Letter to myself:
Where to begin,,,,
For a few years now you have been the secret struggle that is constantly plaguing the back of my mind and constantly reminding me of the images that I have seen and watched. Your pull on me is so strong but this is why i need to get rid of this now before it becomes too much that it destroys any possible future relationships. I want and need to get rid of this bad habit of looking at pornography. A few years ago I first told my parents after a certain event kinda blew up in my family and someone that I thought I knew and trusted told the secrets we had between us(secrets that I’m not proud of. Of things we did together. and he was the one who introduced porn to me). But this habit still lingered. There have been numerous times where I was freed from it but somehow ended up in the same place. The things that scar me the most and tend to be my triggers is mainly loneliness and if people found out that they wouldn’t want to know me. But I know I’m going to beat this. First of all going to keep a short account before God. And I’m going to begin counselling sessions. My God is much bigger than this. I really really don’t want this anymore. I need to be more open about my struggles with the people around me which is going to be really hard. But I have the courage to shine Gods light on this. And a few months ago I told my best friend. And she was so encouraging and supportive of me. But it has grabbed a hold of me since then. Hence why I’m here now. This is something thats had a hold on me for too long.

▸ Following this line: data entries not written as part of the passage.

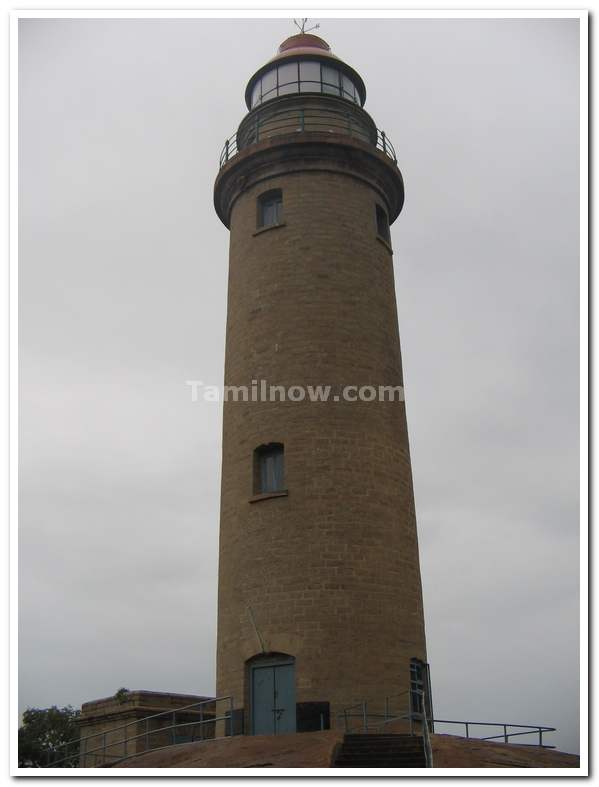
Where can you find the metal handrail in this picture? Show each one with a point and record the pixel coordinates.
(428, 749)
(228, 715)
(297, 120)
(530, 729)
(411, 716)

Letter from my sex addict:
Aren’t you glad your ex brother-in-law introduced you to this. And I knew you were hook the moment you had the second glance. Even though you told him to turn it off. But he showed you anyway. He kept telling you over and over that porn was ok. But never in front of your parents because he knew what they would say. You think you’re going to beat this. Heh i think not. Its going to destroy your life. This secretive act will never be beaten. Overtime you are lonely I will entice you to come and play.